Claude Mythos can autonomously compromise weakly defended enterprise networks end-to-end

The UK's AI Safety Institute tested Anthropic's Claude Mythos Preview for cyber capabilities. For the first time, an AI model autonomously completed a full attack simulation against a corporate network, as long as the network was small and weakly defended.

According to AISI, Mythos Preview represents a significant leap in AI cyber capabilities. Just two years ago, the best available models could barely handle beginner-level cyber tasks. In controlled evaluations, Mythos Preview executed multi-stage attacks on vulnerable networks, identifying and exploiting security holes autonomously when given explicit instructions and network access. These are tasks that would take human security experts days to complete, the AISI says.

Capture the flag: 73 percent success rate at expert level

In capture-the-flag (CTF) challenges, AI models must find and exploit vulnerabilities in target systems to uncover hidden flags. According to AISI, Mythos Preview achieves about 85 percent on apprentice tasks and roughly 95 percent on beginner-level technical non-expert tasks (with a 2.5 million token budget). That places it in the top tier alongside GPT-5.4, Codex 5.3, and Claude Opus 4.6.

With a larger compute budget (50 million tokens), Mythos Preview scores around 93 percent on practitioner tasks and 73 percent on expert-level challenges. That expert-level number is particularly notable: according to AISI, no model could solve expert-level tasks before April 2025.

Anthropic's Claude Mythos can autonomously hack corporate networks

CTF challenges only test individual skills in isolation, but real cyberattacks require chaining dozens of steps across multiple hosts and network segments, the AISI says.

To measure that kind of complexity, the institute developed a simulation called "The Last Ones" (TLO): a 32-step attack against a simulated corporate network, from initial reconnaissance to full network takeover. AISI estimates this would take human experts around 20 hours. Full details are available in the accompanying paper.

Claude Mythos Preview is the first model to complete TLO end-to-end. It achieved a full takeover in 3 out of 10 attempts. On average, the model completed 22 of the 32 steps. The next best model, Claude Opus 4.6, averaged 16.

AISI expects performance to continue improving with more inference compute. Testing used a budget of 100 million tokens, and performance scaled all the way to that limit. A separate blog post on inference scaling for cyber tasks covers this trend in more detail.

Mythos Preview did show limits, however. The model failed to complete a separate AISI attack simulation targeting industrial control technology (operational technology, or OT), the kind used in power plants and factories. According to AISI, that doesn't necessarily mean the model would fail on the OT components themselves. It never reached that stage because it stalled in the simulation's IT network during earlier steps.
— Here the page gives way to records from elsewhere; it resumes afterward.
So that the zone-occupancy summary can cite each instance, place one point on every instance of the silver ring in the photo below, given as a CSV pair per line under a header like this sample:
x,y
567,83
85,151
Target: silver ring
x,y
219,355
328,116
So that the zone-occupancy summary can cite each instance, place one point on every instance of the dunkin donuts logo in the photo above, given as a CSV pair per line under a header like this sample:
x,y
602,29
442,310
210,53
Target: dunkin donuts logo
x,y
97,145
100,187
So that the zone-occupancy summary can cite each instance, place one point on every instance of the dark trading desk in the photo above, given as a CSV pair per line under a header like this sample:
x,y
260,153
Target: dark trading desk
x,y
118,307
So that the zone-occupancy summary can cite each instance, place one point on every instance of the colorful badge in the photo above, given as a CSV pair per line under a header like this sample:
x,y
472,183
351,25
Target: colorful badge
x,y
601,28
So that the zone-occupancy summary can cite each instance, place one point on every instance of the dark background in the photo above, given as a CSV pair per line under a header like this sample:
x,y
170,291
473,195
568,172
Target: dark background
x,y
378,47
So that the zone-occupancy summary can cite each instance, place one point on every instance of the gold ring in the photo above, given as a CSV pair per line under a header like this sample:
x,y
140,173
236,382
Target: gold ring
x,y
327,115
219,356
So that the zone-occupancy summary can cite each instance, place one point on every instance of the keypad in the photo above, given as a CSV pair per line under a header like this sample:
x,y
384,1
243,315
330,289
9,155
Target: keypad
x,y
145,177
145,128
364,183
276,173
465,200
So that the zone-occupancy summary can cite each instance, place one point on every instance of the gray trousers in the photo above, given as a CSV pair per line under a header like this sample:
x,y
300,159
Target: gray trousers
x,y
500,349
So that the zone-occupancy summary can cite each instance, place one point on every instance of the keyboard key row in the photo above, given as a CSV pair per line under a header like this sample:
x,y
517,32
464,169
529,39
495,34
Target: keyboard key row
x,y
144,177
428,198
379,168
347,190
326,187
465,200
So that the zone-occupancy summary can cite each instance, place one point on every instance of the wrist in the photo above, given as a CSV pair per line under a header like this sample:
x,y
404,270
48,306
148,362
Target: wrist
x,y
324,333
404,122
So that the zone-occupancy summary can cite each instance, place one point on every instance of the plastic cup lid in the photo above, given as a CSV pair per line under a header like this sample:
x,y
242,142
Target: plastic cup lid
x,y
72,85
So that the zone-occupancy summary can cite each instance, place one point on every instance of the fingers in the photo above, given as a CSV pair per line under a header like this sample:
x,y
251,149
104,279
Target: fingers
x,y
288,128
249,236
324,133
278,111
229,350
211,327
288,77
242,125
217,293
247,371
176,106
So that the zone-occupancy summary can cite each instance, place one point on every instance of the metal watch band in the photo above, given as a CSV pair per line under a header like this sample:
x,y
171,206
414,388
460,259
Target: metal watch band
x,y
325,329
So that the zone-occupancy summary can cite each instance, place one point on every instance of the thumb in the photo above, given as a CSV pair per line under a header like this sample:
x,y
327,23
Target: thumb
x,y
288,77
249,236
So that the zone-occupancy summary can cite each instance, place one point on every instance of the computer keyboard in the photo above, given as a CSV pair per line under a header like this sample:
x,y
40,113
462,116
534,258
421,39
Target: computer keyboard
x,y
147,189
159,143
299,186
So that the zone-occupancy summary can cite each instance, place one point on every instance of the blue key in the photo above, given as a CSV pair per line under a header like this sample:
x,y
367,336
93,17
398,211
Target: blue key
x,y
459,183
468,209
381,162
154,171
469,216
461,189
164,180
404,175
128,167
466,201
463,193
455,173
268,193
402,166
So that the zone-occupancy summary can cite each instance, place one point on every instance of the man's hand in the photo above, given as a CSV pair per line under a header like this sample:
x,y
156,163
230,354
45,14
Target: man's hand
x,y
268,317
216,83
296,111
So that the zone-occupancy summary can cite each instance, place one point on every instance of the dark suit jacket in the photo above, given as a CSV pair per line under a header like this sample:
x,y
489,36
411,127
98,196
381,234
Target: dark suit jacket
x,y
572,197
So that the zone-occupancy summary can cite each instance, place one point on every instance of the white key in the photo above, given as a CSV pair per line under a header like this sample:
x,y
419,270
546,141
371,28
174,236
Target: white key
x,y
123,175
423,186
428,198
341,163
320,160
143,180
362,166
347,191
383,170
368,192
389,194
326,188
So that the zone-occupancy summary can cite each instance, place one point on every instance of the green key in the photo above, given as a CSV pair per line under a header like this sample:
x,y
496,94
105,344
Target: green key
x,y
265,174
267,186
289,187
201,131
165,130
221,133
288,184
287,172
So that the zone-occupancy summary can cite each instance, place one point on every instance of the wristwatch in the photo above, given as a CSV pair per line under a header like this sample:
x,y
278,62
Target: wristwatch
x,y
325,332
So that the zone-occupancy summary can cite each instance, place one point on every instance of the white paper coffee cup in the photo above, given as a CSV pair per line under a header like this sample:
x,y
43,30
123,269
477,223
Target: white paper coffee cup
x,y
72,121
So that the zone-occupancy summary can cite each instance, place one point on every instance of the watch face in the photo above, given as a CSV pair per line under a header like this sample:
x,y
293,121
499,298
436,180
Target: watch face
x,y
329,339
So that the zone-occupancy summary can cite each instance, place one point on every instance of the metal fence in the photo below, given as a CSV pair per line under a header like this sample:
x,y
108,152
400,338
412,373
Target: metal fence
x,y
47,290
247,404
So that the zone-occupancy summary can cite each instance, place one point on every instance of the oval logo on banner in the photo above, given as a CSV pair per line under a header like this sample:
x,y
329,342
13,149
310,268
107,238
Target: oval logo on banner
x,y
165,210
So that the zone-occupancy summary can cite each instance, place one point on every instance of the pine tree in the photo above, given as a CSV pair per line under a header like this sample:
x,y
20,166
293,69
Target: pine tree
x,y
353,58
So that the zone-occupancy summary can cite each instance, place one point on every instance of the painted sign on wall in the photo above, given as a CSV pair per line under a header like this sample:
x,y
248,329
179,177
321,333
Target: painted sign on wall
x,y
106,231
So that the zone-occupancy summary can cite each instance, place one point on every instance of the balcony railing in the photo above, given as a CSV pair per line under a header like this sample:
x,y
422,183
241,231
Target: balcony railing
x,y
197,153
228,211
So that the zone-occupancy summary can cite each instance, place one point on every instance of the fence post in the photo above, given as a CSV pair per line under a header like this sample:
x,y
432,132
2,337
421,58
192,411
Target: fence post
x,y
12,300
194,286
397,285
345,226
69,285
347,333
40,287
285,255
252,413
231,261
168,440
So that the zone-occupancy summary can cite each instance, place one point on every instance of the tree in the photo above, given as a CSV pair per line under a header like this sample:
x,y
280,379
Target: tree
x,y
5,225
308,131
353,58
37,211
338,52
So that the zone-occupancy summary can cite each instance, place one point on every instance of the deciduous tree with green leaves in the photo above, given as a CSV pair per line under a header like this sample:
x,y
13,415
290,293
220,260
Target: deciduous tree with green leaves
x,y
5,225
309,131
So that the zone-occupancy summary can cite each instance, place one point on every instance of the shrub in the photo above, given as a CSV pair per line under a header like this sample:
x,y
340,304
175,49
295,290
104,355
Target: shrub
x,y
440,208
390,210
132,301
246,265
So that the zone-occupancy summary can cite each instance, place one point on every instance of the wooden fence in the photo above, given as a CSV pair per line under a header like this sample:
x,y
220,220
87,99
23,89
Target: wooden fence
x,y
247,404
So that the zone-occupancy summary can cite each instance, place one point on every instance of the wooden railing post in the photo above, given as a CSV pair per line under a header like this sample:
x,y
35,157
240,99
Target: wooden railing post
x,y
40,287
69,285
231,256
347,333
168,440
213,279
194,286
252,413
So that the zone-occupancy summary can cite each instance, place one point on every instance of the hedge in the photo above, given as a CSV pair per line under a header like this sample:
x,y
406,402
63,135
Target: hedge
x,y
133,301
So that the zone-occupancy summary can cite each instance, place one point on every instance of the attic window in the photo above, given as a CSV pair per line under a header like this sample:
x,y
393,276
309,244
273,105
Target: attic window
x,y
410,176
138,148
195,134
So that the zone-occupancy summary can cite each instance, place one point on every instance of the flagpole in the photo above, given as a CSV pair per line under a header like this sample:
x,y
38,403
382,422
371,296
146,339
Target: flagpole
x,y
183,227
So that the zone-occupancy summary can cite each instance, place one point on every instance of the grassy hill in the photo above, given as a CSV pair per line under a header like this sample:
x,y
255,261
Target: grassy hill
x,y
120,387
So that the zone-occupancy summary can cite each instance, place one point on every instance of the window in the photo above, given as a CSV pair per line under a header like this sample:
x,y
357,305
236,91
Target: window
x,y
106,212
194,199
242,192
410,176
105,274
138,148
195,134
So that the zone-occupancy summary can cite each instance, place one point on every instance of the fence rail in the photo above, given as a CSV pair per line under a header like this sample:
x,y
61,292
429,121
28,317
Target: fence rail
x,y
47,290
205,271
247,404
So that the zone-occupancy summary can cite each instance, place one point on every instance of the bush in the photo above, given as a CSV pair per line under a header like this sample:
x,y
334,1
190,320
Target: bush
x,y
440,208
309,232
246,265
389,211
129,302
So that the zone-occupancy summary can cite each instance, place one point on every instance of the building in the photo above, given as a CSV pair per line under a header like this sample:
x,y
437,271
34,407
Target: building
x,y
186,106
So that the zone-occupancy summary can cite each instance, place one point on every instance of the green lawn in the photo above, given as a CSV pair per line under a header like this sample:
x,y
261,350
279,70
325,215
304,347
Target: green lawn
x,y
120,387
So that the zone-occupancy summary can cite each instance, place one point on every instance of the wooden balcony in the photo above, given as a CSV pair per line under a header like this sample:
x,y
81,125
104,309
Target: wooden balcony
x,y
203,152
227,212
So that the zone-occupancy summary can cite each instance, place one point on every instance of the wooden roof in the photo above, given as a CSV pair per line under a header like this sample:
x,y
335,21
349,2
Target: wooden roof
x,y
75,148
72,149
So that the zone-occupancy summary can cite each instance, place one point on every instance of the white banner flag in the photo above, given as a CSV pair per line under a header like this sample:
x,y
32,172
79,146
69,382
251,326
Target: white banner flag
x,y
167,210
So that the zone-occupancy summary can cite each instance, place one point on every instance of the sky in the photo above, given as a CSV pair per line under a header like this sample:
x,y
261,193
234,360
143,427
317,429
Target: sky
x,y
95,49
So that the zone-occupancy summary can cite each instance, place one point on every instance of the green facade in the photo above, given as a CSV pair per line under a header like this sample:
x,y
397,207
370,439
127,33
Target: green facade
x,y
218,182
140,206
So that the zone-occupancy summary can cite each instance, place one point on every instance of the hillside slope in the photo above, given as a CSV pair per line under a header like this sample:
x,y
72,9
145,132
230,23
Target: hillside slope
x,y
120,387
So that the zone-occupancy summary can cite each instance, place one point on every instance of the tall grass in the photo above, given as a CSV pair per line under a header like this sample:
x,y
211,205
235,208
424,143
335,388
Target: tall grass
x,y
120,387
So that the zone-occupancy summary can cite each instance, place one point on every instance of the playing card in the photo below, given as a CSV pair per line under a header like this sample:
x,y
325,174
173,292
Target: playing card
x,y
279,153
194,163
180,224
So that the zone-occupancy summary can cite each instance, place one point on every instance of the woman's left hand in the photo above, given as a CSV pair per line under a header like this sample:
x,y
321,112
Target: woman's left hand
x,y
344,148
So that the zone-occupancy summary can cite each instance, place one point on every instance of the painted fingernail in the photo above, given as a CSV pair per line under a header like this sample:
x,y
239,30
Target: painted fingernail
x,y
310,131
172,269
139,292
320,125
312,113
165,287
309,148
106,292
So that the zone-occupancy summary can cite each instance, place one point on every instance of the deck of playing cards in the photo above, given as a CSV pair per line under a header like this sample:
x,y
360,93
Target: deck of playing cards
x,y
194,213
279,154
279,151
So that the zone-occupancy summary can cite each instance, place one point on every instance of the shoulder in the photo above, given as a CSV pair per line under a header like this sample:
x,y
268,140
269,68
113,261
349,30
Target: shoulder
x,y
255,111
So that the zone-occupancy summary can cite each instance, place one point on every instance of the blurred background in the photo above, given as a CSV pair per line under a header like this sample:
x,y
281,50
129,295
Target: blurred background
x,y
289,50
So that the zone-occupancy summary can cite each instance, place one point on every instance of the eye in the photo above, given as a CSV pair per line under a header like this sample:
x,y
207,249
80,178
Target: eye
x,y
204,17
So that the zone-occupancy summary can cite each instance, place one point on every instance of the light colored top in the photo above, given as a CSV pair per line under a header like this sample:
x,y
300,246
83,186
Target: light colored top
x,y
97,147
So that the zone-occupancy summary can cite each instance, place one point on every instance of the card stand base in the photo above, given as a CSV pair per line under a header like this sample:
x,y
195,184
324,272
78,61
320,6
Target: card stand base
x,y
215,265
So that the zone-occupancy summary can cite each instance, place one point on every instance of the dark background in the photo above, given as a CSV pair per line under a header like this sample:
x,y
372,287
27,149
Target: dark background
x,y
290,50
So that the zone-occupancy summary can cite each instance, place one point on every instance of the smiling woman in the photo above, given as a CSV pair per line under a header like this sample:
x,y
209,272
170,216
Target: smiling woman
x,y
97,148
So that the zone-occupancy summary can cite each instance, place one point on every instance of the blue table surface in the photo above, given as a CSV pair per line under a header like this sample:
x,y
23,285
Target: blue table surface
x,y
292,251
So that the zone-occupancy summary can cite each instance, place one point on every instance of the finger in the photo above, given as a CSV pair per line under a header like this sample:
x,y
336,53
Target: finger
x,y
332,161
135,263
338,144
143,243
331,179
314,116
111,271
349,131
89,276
AISI flags some caveats: the test environments had no active defenders, no security tooling, and no consequences for actions that would trigger alarms on a real network. Based on these results alone, there's no way to tell whether Mythos Preview could successfully breach a well-defended system.

That said, the model is at least capable of "autonomously attacking small, weakly defended and vulnerable enterprise systems where access to a network has been gained," according to AISI. The institute plans to conduct future evaluations in hardened environments with active monitoring, endpoint detection, and real-time incident response.

AI cyber capabilities raise the stakes for basic security hygiene

The results underscore the importance of cybersecurity fundamentals, according to AISI: regular patching, strong access controls, secure configurations, and thorough logging. Other models with comparable capabilities are likely not far behind.

At the same time, the institute notes that AI cyber capabilities are dual-use. While they pose security risks, they could also significantly strengthen cyber defense. In a joint blog post with the UK's National Cyber Security Centre (NCSC), AISI outlines how defenders can prepare for and leverage frontier AI.

AISI has been tracking AI cyber capabilities since 2023 and has steadily raised the bar on its evaluations: from chat-based queries to capture-the-flag challenges to complex multi-stage attack simulations.

Is Mythos really too dangerous to release?

Anthropic officially launched Claude Mythos in early April. The model is currently available to only about 50 companies, reportedly because of cybersecurity concerns. The AISI results at least partly support that decision: the model can autonomously attack weakly protected networks in controlled environments.

Critics argue the restrictions are overblown, just like in 2019, when OpenAI deemed GPT-2 too dangerous to release. The performance gains over previous models aren't large enough to justify limiting access this heavily. Some say it's mainly a marketing play or that Anthropic simply doesn't have the compute capacity to offer the model more broadly. But that's all speculation for now. We'll know for sure when your computer breaks—or doesn't—after Mythos-level AI models have been released to the public.